Le même jour, l'archevêque de Paris, Georges Darboy, est arrêté comme otage. Les religieux des couvents de Picpus, des Dames-Blanches et d'Arcueil sont inquiétés ou arrêtés sous divers motifs. Les églises Saint-Laurent et Notre-Dame-des-Victoires sont perquisitionnées. Les propositions d'échange de l'archevêque contre Auguste Blanqui, détenu par le gouvernement d'Adolphe Thiers, sont repoussées par celui-ci le 12 avril, puis le 14 mai. Le prélat est fusillé par les communards, avec quatre autres ecclésiastiques, en réplique à l'avance des troupes versaillaises. D'autres exécutions de religieux vont avoir lieu et portent le nombre total à plus d'une vingtaine(29.)


« Communards » contre « Versaillais »

Les Prussiens favorisèrent l'offensive contre la Commune. Ici, batterie prussienne au fort d'Aubervilliers, pointée sur Paris. Cliché d'Alphonse Liébert.
Mobilisation des deux camps
Une grande partie de l'action de la Commune fut absorbée dans la lutte contre l'offensive menée par les troupes régulières obéissant au gouvernement du pays dirigé par Thiers et dénommées les « Versaillais » par les insurgés.
Comme le montre sa correspondance télégraphique avec Jules Favre, qui négocie la paix avec les Allemands, Thiers bénéficie de l'appui du chancelier allemand Bismarck(30.) Il s'agit en effet de mettre fin au plus tôt aux hostilités entre la France et l'Allemagne, une des conditions étant le désarmement de Paris.
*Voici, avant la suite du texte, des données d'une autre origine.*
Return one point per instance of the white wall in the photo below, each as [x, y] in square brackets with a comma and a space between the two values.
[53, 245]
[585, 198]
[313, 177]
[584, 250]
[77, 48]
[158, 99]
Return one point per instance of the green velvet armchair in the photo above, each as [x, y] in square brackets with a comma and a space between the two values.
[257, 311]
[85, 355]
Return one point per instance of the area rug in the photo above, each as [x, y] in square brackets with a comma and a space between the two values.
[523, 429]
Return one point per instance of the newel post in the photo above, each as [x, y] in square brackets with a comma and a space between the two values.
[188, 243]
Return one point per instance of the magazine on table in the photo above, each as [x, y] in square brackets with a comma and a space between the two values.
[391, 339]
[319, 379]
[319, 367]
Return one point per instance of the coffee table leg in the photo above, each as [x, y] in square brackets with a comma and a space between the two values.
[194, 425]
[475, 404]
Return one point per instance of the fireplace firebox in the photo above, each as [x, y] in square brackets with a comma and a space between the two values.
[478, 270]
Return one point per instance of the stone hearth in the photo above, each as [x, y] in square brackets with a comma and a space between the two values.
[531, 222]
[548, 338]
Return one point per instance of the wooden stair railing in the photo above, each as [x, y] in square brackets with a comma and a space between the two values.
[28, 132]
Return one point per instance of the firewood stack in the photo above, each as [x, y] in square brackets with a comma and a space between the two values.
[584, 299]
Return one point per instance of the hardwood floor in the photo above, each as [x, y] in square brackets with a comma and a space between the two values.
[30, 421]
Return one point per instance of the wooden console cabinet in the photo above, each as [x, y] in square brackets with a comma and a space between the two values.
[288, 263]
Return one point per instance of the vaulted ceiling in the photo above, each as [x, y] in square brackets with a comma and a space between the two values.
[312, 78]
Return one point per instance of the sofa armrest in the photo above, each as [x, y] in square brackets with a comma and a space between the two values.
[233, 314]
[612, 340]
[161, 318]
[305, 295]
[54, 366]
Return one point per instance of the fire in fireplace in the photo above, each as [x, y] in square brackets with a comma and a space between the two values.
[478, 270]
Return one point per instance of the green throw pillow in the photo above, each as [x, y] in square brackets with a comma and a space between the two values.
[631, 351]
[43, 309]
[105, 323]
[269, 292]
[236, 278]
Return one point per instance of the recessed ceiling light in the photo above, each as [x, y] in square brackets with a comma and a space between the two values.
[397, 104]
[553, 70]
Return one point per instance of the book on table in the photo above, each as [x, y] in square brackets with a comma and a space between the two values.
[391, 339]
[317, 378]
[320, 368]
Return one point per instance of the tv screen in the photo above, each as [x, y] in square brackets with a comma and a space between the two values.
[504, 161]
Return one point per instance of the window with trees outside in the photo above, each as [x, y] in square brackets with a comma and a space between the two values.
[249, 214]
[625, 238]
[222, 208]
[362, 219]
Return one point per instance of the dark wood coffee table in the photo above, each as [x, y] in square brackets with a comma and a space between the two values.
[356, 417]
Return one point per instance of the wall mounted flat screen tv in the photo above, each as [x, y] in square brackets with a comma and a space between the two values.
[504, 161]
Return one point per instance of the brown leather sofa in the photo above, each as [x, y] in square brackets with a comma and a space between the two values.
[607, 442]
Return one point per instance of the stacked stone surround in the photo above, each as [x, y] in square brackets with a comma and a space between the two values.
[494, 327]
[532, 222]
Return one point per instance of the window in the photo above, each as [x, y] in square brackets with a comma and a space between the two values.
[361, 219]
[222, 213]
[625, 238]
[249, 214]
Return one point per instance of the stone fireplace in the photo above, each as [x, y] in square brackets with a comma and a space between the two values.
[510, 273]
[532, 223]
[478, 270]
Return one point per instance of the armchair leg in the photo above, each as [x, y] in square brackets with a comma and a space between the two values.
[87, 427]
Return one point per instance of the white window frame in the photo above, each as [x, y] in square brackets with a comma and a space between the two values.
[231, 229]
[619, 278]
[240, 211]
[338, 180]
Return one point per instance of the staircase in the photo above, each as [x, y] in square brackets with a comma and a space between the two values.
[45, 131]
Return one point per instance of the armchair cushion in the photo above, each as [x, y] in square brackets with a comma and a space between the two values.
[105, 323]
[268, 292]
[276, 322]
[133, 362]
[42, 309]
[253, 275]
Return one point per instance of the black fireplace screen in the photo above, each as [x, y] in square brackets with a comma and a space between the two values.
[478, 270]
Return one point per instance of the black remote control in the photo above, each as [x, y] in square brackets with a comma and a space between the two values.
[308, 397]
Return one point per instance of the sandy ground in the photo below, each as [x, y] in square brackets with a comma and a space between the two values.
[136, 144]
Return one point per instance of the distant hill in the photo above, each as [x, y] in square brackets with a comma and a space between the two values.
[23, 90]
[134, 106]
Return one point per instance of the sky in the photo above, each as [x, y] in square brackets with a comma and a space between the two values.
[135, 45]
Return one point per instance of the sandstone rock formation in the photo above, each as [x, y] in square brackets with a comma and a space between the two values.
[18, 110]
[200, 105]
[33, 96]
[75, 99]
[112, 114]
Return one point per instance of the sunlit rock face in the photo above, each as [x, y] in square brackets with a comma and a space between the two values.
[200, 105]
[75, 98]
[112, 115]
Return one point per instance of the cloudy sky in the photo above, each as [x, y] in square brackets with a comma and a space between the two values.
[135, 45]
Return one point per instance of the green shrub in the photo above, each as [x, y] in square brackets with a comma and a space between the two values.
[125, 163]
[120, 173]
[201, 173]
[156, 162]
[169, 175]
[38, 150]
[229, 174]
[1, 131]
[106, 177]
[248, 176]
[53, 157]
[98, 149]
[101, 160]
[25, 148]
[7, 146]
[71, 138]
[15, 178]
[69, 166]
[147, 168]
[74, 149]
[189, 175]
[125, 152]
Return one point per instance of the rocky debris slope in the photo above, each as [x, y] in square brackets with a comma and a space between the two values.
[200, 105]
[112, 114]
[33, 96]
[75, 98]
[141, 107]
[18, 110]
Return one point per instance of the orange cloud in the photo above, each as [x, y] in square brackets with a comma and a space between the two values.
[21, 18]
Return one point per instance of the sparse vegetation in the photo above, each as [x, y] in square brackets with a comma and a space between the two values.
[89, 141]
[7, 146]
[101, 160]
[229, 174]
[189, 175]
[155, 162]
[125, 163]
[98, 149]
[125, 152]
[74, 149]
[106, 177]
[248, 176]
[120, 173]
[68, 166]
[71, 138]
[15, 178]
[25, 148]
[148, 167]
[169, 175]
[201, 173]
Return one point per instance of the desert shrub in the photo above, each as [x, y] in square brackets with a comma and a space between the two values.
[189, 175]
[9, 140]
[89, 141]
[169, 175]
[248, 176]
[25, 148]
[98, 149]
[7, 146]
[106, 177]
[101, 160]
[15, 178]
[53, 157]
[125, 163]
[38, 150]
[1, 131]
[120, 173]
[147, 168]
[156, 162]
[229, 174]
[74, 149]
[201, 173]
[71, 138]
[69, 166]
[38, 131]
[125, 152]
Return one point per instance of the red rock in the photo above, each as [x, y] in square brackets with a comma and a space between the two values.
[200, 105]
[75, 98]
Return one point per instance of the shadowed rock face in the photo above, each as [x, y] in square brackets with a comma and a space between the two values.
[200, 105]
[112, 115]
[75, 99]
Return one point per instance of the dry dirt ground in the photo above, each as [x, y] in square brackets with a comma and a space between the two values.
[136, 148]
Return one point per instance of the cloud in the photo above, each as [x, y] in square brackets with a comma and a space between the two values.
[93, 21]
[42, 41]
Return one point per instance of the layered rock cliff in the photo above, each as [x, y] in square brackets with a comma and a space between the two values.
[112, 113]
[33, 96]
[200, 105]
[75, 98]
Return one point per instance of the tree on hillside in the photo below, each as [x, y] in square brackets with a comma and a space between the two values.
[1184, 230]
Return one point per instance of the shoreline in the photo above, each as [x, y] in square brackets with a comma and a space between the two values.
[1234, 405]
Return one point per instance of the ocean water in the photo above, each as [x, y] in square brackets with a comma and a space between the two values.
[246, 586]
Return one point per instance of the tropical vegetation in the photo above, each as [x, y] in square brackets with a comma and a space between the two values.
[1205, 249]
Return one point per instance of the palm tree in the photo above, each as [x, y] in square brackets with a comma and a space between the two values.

Alors que la convention d'armistice n'autorise que 40 000 soldats français en région parisienne, Bismarck libère rapidement près de 60 000 prisonniers de guerre qui peuvent s'adjoindre aux 12 000 soldats dont dispose Thiers. Le 1er avril, celui-ci déclare à l'Assemblée nationale qu'il met sur pied « une des plus belles armées que la France ait possédée ». Les Versaillais seront 130 000 au début de la Semaine sanglante. Ces soldats de métier (la durée du service est de 7 ans) sont surtout issus de milieux paysans. Les conseils de révision écartent la plupart des jeunes ouvriers pour « déficience physique », en raison des conditions de travail que l'industrie de l'époque impose malgré la loi de 1841 limitant le travail des enfants. Les troupes sont commandées par le vaincu de Sedan, le maréchal de Mac Mahon. Par les banlieues nord et est qu'ils contrôlent, les Allemands laissent passer les troupes versaillaises qui veulent contourner Paris. De plus, par convention avec le gouvernement Thiers, ils occupent le Chemin de fer du Nord, établissent un barrage de troupes de la Marne à Montreuil et massent 80 canons et 5 000 soldats près de la porte et du fort de Vincennes tenus par la Commune, bloquant ainsi la sortie de la capitale par l'Est.


Face à une armée nombreuse, expérimentée et bien armée, la Commune dispose des hommes de la Garde nationale. Depuis la Restauration, tous les hommes de 25 à 50 ans pourvus de leurs droits politiques en font partie. Sous le Second Empire, tous les hommes mariés de 25 à 50 ans sont enrôlés[réf. nécessaire]. Les armes sont fournies par l'État, mais l'habillement reste à la charge du garde. À Paris, le recrutement se fait par arrondissement. Dans les limites communales, le service est gratuit, mais le garde reçoit une solde s'il sert au-delà. Le 12 août 1870, le gouvernement réorganise 60 bataillons. Les quartiers bourgeois de Paris (l'ouest et le centre de la capitale) en fournissent plus des trois quarts. Début septembre le gouvernement de la Défense nationale en crée 60 autres, fin septembre il y a 254 bataillons. Les nouvelles créations sont aux trois quarts issues des quartiers populaires de l'Est parisien (10e, 11e, 18e, 19e et 20e arrondissements). On peut y voir l'effet du siège de Paris par les Allemands, qui ranime la fibre patriotique des Parisiens, mais aussi de l'attrait accru de la solde dans le contexte de chômage consécutif au blocus qui accompagne le siège. Au cours de celui-ci, le manque d'entraînement de ces bataillons a pour résultat des performances militaires assez médiocres et leur attitude volontiers frondeuse — ils refusent catégoriquement de se porter sur Sedan — ne les rapproche pas des autres unités françaises[réf. nécessaire].